Generate A Test Key From Playready Test Server Download
You’ll ingest these keys and IDs into your license server so that it can be sent to the player, which will use the key to decrypt the content. It’s important to also store this key securely within your platform as a backup; you’ll need access to these keys if you move to a different license server in the future.
The keys and IDs, along with a few other parameters, are also used to encrypt and package the content. The following Zencoder example job illustrates how to encode, encrypt and package content for all three DRM systems, with further description below:
This job has three mp4 encodes (mp4-1500k, mp4-1000k, and mp4-500k), which are then used as the source for both the HLS and DASH outputs.
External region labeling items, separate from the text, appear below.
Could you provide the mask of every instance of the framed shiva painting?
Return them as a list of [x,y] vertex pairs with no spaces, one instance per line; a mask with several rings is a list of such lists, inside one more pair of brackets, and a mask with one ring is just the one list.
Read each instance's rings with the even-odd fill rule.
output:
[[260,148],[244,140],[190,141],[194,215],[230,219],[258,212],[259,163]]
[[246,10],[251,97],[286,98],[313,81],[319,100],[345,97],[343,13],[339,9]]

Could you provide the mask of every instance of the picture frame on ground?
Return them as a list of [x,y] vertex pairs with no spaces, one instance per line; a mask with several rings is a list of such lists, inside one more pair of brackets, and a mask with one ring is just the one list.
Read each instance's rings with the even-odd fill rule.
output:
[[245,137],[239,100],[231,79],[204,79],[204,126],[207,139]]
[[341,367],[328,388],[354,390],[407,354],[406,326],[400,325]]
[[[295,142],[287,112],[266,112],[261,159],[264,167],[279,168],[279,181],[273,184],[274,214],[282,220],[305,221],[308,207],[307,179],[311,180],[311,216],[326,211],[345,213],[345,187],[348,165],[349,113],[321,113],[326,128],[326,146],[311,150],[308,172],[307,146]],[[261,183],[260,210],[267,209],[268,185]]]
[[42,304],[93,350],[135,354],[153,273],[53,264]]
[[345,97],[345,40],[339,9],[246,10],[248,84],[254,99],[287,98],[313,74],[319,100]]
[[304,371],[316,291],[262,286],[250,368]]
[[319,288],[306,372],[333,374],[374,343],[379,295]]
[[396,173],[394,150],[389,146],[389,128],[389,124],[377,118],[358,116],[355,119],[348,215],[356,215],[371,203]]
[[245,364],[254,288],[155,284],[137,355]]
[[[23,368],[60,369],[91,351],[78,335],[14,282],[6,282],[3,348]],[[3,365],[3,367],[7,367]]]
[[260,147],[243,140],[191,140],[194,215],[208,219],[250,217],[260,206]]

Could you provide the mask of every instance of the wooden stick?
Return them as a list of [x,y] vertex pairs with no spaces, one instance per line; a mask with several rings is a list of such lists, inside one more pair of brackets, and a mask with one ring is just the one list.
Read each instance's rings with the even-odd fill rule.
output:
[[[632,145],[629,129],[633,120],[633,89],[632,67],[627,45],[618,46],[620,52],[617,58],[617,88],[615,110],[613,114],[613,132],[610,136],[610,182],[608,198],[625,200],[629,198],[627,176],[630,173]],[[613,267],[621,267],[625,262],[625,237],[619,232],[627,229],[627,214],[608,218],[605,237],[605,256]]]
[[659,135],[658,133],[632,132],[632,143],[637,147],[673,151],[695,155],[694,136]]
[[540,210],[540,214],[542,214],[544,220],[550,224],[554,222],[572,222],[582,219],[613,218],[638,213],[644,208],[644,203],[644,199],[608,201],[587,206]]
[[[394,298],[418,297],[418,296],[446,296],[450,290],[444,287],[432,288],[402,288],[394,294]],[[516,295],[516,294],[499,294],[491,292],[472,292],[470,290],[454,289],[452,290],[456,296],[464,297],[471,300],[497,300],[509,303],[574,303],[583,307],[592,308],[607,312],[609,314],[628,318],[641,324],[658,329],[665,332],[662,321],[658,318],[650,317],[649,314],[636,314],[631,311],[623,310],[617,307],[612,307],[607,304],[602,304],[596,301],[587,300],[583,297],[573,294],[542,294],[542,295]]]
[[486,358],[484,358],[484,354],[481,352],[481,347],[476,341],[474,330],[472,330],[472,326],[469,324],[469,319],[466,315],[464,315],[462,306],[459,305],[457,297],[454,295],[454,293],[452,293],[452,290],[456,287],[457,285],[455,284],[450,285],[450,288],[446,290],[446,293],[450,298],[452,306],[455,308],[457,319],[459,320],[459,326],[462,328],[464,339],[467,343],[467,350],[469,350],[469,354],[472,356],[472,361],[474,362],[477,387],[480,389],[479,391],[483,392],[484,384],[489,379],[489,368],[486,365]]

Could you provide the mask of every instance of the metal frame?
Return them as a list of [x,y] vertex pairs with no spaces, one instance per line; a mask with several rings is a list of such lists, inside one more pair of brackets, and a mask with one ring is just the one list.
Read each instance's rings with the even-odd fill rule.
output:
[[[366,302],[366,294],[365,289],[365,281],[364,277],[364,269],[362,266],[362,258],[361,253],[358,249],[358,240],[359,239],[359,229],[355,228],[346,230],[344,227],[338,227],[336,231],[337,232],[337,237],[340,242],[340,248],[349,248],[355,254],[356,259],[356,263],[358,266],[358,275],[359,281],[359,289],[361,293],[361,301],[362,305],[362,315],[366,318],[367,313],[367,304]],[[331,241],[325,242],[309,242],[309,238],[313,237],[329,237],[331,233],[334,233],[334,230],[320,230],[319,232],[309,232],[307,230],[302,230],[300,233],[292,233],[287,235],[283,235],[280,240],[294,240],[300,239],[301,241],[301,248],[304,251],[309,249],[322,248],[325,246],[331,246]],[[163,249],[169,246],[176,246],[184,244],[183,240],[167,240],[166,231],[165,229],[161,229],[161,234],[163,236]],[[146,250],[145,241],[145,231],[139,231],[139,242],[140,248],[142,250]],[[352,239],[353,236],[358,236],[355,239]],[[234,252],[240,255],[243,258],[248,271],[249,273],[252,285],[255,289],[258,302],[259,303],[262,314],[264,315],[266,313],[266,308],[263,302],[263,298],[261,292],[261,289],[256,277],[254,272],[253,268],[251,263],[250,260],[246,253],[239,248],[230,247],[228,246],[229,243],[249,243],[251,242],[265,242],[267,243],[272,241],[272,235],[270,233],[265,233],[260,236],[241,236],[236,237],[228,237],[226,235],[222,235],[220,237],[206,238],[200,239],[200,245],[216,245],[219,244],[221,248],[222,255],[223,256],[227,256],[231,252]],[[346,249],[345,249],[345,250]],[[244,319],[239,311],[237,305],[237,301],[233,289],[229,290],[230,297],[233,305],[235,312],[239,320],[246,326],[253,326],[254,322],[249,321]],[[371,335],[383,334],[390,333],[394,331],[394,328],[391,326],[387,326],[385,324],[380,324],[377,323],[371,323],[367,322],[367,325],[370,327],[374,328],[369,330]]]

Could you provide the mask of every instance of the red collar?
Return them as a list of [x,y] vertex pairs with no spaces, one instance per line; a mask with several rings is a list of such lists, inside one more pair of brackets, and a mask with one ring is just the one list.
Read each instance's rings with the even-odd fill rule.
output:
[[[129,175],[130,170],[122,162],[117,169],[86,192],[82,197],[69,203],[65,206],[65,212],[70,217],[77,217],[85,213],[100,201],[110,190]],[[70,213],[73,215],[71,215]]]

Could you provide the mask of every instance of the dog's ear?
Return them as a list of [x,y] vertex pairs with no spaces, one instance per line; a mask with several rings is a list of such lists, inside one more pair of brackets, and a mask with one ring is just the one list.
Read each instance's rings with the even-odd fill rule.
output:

The HLS outputs specify the FairPlay DRM method, the encryption_key, the encryption_iv, and the encryption_key_url. For FairPlay, the encryption_key_url is actually a reference to the asset ID, and the format of this URL will vary depending on your license server’s implementation.
The DASH outputs specify the CENC encryption method and the Widevine and PlayReady DRM systems, as well as a few more fields:
| Parameter | Definition |
|---|---|
| content_id | asset ID (user-defined string) |
| content_key | AES 128-bit encryption key |
| key_id | usually 16 Base64 encoded bytes (user defined or automatically generated) |
| license_acquisition_url | URL of the license server’s Widevine or PlayReady endpoint |
| provider | name of the license server provider |
Once your content is encrypted and packaged, it needs to be transferred to your origin server or CDN for streaming to your users. This can also be done as part of a Zencoder job. Stay tuned for the next part of this series, when we’ll dive into how DRM packaging is applied with Dynamic Delivery.
*Post updated on July 17, 2018 by JD Russell.